1. The B+ Tree (Default Standard)

Most relational databases use B+ Trees for indexing. Unlike standard binary trees, B+ trees have a high fan-out (hundreds of keys per node), keeping the tree depth low (typically 3-4 levels for billions of rows).

Internal Nodes: Store only keys for navigation.
Leaf Nodes: Store the actual values and a pointer to the row (or the row itself in clustered indexes). Leaf nodes are doubly-linked to enable fast range scans.

2. Hash Indexes

Hash indexes use a hash table to map keys to row pointers.

Performance: $O(1)$ for exact equality matches (WHERE id = 5).
Limitation: Cannot be used for range queries (WHERE id > 5) or sorting, as hash values are not ordered.

II. Index Strategies: Clustered vs. Non-Clustered

1. Clustered Index (Primary)

The table is the index. Rows are physically stored on disk in the order of the clustered index key (usually the Primary Key).

Constraint: Only one clustered index per table.
Benefit: Extremely fast for range scans on the PK.

2. Non-Clustered Index (Secondary)

A separate B+ tree structure that stores the index key and a pointer (Bookmark) to the actual data row in the clustered index.

Index-Only Scan (Covering Index): If the index contains all columns requested by the SELECT clause, the engine retrieves data directly from the index tree, bypassing the expensive table lookup.

III. Production Anti-Patterns

Over-Indexing: Adding indexes to every column. Every index adds a synchronous write penalty to every INSERT/UPDATE/DELETE. In high-write systems, this can drop throughput by 80%.
Indexing Low-Cardinality Columns: Creating an index on a boolean column (e.g., is_active). The optimizer will likely ignore the index because a "Table Scan" is more efficient than jumping between the index and table for 50% of the rows.
Unused Indexes: Retaining indexes that are never used by queries. These waste disk space and slow down DML. Use system views (e.g., pg_stat_user_indexes) to identify candidates for deletion.

IV. Performance Bottlenecks

Index Fragmentation: High-frequency random inserts (e.g., random UUIDs) cause B+ tree pages to split, leading to sparse pages and increased tree height.
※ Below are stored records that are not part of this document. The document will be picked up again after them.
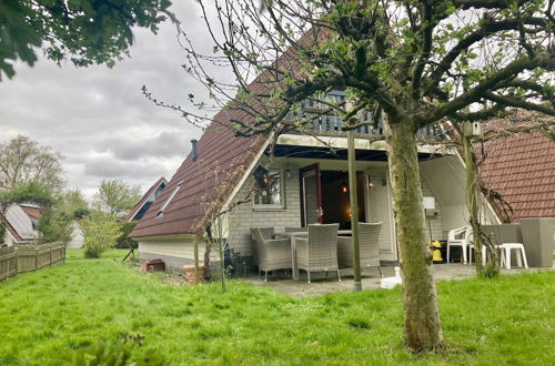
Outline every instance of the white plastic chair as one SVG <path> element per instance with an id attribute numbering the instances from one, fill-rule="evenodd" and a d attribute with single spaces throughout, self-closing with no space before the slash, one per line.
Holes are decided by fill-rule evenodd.
<path id="1" fill-rule="evenodd" d="M 451 247 L 460 246 L 463 252 L 463 263 L 466 264 L 466 250 L 472 244 L 472 230 L 468 226 L 451 230 L 447 236 L 447 262 L 451 257 Z"/>
<path id="2" fill-rule="evenodd" d="M 516 265 L 522 267 L 522 262 L 524 260 L 524 267 L 528 268 L 528 261 L 526 261 L 526 252 L 524 251 L 524 244 L 522 243 L 503 243 L 500 245 L 503 251 L 501 256 L 501 265 L 505 264 L 507 270 L 511 270 L 511 251 L 515 250 L 516 254 Z"/>

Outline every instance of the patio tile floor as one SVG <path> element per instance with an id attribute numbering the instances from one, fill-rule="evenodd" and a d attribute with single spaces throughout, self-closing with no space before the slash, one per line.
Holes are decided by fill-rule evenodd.
<path id="1" fill-rule="evenodd" d="M 536 271 L 555 271 L 555 262 L 553 267 L 536 268 L 531 267 L 525 268 L 502 268 L 503 274 L 518 274 L 524 272 L 536 272 Z M 386 265 L 382 266 L 382 272 L 384 277 L 391 277 L 394 275 L 394 266 Z M 474 265 L 464 265 L 460 263 L 450 264 L 434 264 L 434 278 L 435 281 L 450 281 L 450 279 L 463 279 L 472 278 L 475 276 Z M 283 273 L 270 274 L 268 275 L 268 282 L 263 278 L 259 278 L 258 275 L 251 275 L 246 278 L 248 282 L 255 285 L 274 289 L 280 293 L 284 293 L 295 297 L 305 296 L 319 296 L 327 293 L 335 292 L 350 292 L 353 289 L 353 275 L 352 270 L 345 268 L 341 270 L 341 283 L 337 282 L 335 273 L 330 272 L 327 279 L 325 274 L 311 274 L 312 283 L 306 283 L 306 276 L 303 271 L 301 271 L 301 279 L 293 281 L 285 276 Z M 376 289 L 380 288 L 381 282 L 380 273 L 377 268 L 369 268 L 363 272 L 362 287 L 363 289 Z"/>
This requires REINDEX to fix.
Bookmark Lookup (RID Lookup): When a secondary index is used but the query requires a column not in the index. The engine must perform a random disk seek for every matching row to fetch the missing column.
Stats Skew: Outdated table statistics causing the Cost-Based Optimizer to choose an inefficient plan (e.g., a Nested Loop Join when a Hash Join would be better). Always run ANALYZE after bulk loads.